DEFINISI
B. EPIDEMIOLOGI
Distribusi jenis kelamin dan umur pada penyakit hipertiroid amat bervariasi dari
berbagai klinik. Prevalensi hipertiroidisme adalah 10 kali lebih sering pada wanita dibanding
laki-laki, namun cenderung lebih parah pada laki-laki. Perbandingan wanita dan laki-laki
yang didapat di RSUP Palembang adalah 3:1, di RSCM Jakarta adalah 6:1, di RS Dr.
Soetomo 8:1 dan di RSHS Bandung 10:1. Sedangkan distribusi menurut umur di RSUP
Palembang yang terbanyak adalah usia 21-40 tahun (41.73%) tetapi menurut beberapa
penulis lain puncaknya antara 30-40 tahun. Hipertirod merupakan penyakit yang relatif jarang
terjadi pada masa anak, namun kejadiannya semakin meningkat pada usia remaja dan dewasa.
Beberapa pustaka di luar negeri menyebutkan insidennya pada masa anak secara keseluruhan
diperkirakan 1/100.000 anak per tahun. Secara keseluruhan insiden hipertiroid pada anak
jumlahnya kecil sekali atau diperkirakan hanya 5-6% dari keseluruhan penderita penyakit
Graves. Hipertiroid juga memiliki komponen herediter yang kuat.
C. ANATOMI KELENJAR TIROID
Kelenjar tiroid/gondok terletak di bagian bawah leher. Kelenjar ini memliki dua
bagian lobus yang dihubungkan oleh ismus yang menutupi cincin trakea 2 dan 3, masing-
masing berbentuk lonjong berukuran panjang 2,5-5 cm, lebar 1,5 cm, tebal 1-1,5 cm dan
berat sekitar 10-20 gram. Berat kelenjar tiroid dipengaruhi berat badan dan masukan yodium.

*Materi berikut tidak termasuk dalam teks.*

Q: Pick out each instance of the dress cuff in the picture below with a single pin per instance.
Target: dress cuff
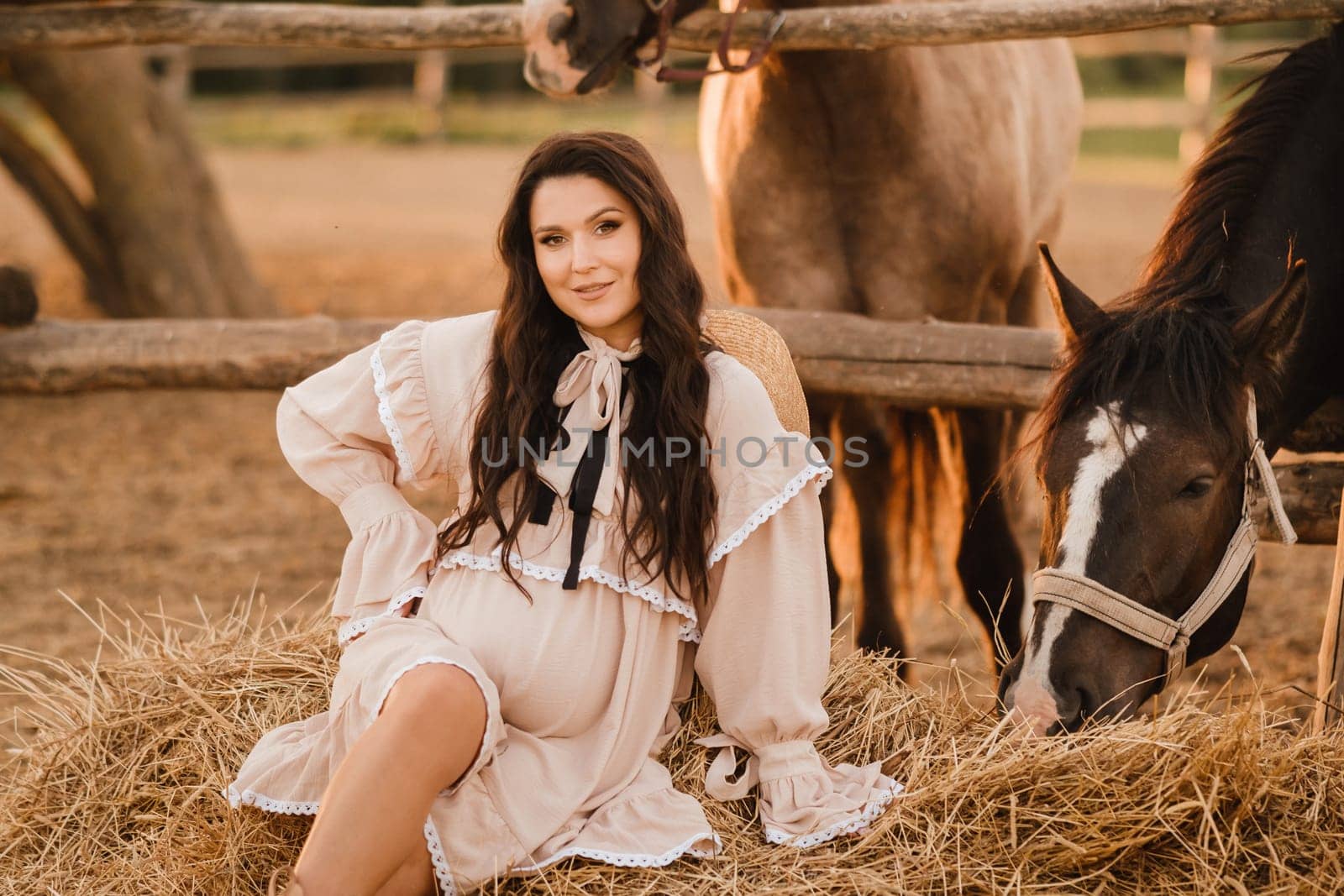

Struktur ismus atau isthmus yang dalam bahasa Latin artinya penyempitan, merupakan
struktur yang menghubungkan lobus kiri dan kanan, dan berukuran sekitar 1,25 cm.
Kapsul fibrosa menggantungkan kelenjar tiroid pada fascia pratrakea sehingga pada
setiap gerakan menelan akan selalu diikuti dengan terangkatnya kelenjar ke arah kranial yang
merupakan ciri khas kelenjar tiroid. Secara anatomis dari dua pasang kelenjar paratiroid,
sepasang kelenjar paratiroid menempel di belakang lobus superior tiroid dan sepasang lagi di
lobus medius. Nervus laringeus rekuren berjalan di sepanjang trakea di belakang tiroid.
Vaskularisasi kelenjar tiroid termasuk amat baik. A. tiroidea superior berasal dari a.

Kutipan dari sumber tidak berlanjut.